1

I have a static .aspx url that I am trying to scrape. All of my attempts yield the raw html data of the regular website instead of the data I am querying.

My understanding is the headers I am using (which I found from another post) are correct and generalizable:

import urllib.request
from bs4 import BeautifulSoup

headers = {
    'Accept':'text/html,application/xhtml+xml,application/xml;q=0.9,*/*;q=0.8',
    'User-Agent': 'Mozilla/5.0 (Windows NT 6.1) AppleWebKit/537.17 (KHTML, like Gecko)  Chrome/24.0.1312.57 Safari/537.17',
    'Content-Type': 'application/x-www-form-urlencoded',
    'Accept-Encoding': 'gzip,deflate,sdch',
    'Accept-Language': 'en-US,en;q=0.8',
    'Accept-Charset': 'ISO-8859-1,utf-8;q=0.7,*;q=0.3'
}

class MyOpener(urllib.request.FancyURLopener):
    version = 'Mozilla/5.0 (Windows NT 6.1) AppleWebKit/537.17 (KHTML, like Gecko) Chrome/24.0.1312.57 Safari/537.17'

myopener = MyOpener()
url = 'https://www.mytaxcollector.com/trSearch.aspx'
# first HTTP request without form data
f = myopener.open(url)
soup_dummy = BeautifulSoup(f,"html5lib")
# parse and retrieve two vital form values
viewstate = soup_dummy.select("#__VIEWSTATE")[0]['value']
viewstategen = soup_dummy.select("#__VIEWSTATEGENERATOR")[0]['value']

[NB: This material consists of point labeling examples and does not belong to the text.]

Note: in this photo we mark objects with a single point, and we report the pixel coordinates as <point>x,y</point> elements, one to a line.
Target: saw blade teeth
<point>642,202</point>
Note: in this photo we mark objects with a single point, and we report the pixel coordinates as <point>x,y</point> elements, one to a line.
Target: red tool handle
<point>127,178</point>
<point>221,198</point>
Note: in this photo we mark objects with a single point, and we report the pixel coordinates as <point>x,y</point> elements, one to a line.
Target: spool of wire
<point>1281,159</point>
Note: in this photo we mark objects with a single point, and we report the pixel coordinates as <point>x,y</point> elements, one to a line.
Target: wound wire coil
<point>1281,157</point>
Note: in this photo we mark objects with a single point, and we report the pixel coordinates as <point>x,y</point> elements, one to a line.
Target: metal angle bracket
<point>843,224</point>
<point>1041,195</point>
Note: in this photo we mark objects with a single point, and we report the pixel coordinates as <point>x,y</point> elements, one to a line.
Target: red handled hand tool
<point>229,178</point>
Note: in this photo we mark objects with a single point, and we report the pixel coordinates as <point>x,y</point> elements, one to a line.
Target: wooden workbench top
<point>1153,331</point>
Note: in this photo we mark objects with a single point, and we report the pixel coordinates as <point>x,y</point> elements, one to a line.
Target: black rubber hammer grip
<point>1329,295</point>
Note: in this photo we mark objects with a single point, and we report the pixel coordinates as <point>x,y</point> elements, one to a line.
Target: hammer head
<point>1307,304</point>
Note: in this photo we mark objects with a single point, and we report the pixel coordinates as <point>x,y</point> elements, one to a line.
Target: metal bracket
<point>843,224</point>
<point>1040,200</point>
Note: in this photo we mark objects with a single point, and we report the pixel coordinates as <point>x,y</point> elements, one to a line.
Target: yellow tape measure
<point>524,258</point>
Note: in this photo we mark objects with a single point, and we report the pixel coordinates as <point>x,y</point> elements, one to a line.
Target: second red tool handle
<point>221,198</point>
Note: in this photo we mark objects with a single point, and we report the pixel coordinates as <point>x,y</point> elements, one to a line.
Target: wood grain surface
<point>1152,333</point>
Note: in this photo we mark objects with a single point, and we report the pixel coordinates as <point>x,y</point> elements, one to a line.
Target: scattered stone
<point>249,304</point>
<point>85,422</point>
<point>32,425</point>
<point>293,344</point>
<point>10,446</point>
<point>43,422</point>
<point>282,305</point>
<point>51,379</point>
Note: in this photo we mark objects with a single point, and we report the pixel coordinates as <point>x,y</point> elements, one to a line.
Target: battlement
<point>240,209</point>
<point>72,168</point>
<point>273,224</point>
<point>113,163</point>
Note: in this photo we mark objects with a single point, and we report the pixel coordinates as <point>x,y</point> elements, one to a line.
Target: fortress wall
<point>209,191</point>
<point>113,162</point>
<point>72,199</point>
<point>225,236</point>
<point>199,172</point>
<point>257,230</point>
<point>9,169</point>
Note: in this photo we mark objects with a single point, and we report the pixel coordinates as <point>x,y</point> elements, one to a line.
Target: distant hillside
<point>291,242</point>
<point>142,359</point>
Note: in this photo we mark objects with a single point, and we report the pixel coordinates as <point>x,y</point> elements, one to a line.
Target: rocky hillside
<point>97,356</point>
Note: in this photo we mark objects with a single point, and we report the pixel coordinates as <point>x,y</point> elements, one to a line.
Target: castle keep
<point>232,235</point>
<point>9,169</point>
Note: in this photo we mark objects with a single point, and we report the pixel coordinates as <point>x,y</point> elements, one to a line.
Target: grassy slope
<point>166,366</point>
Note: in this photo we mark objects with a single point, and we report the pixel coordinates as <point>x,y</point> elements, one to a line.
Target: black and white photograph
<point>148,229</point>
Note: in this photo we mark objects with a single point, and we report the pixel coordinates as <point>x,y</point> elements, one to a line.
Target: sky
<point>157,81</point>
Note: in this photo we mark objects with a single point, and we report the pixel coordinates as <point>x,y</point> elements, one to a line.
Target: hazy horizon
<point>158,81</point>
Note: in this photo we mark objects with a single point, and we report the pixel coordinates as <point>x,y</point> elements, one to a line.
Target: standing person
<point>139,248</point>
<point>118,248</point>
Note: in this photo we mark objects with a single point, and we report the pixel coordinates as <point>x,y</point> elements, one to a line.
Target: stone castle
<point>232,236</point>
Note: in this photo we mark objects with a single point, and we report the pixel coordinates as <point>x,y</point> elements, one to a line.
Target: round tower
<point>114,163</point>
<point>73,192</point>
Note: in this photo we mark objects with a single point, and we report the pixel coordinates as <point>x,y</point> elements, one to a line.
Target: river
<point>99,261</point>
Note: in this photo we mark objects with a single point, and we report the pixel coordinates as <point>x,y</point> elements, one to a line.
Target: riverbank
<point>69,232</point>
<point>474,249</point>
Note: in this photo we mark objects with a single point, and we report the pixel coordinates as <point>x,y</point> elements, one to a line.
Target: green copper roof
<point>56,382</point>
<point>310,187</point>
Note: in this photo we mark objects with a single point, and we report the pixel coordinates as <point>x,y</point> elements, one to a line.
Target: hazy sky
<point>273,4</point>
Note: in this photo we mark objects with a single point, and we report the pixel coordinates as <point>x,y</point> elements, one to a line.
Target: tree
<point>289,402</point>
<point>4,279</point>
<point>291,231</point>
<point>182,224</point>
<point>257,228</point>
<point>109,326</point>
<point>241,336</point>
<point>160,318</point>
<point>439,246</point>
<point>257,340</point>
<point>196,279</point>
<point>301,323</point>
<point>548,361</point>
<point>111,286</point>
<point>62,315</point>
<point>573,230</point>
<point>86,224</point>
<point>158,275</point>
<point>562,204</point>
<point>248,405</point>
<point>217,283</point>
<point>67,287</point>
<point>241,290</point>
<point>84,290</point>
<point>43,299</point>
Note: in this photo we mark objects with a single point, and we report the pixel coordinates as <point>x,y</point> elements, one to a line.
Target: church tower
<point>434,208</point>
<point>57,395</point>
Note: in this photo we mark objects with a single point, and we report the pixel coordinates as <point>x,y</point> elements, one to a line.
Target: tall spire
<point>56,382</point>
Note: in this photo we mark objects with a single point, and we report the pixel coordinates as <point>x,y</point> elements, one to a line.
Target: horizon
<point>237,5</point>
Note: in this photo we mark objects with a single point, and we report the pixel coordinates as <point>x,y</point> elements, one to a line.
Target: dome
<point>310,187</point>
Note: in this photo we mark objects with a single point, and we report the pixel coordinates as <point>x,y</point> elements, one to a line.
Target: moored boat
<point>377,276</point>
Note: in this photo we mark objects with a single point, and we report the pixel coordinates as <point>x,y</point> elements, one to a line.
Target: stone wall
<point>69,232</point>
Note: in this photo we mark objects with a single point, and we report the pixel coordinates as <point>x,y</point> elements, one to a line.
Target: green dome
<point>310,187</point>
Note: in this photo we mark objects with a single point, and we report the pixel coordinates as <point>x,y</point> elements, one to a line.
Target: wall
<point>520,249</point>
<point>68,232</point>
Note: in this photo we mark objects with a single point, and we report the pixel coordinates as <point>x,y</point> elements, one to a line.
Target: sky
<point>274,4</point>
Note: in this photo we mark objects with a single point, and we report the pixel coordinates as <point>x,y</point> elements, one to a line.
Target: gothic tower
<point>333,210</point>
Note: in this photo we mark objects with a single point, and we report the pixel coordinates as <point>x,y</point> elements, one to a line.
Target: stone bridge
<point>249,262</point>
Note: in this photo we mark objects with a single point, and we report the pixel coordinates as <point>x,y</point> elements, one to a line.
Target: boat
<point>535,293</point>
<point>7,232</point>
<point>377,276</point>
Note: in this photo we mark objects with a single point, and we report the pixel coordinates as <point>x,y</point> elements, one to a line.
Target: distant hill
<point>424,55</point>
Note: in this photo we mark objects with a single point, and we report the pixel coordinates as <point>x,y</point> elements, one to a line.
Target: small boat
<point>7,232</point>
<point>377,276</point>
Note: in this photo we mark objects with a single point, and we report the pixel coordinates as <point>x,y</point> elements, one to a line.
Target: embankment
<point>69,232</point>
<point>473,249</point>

Trying to enter the form data causes nothing to happen:

formData = (
    ('__VIEWSTATE', viewstate),
    ('__VIEWSTATEGENERATOR', viewstategen),
    ('ctl00_contentHolder_trSearchCharactersAPN', '631091430000'),
    ('__EVENTTARGET', 'ct100$MainContent$calculate')
)

encodedFields =  urllib.parse.urlencode(formData)
# second HTTP request with form data
f = myopener.open(url, encodedFields)


soup = BeautifulSoup(f,"html5lib")
trans_emissions = soup.find("span", id="ctl00_MainContent_transEmissions")
print(trans_emissions.text)

This give raw html code almost exactly the same as the "soup_dummy" variable. But what I want to see is the data of the field ('ctl00_contentHolder_trSearchCharactersAPN', '631091430000') being submitted (this is the "parcel number" box.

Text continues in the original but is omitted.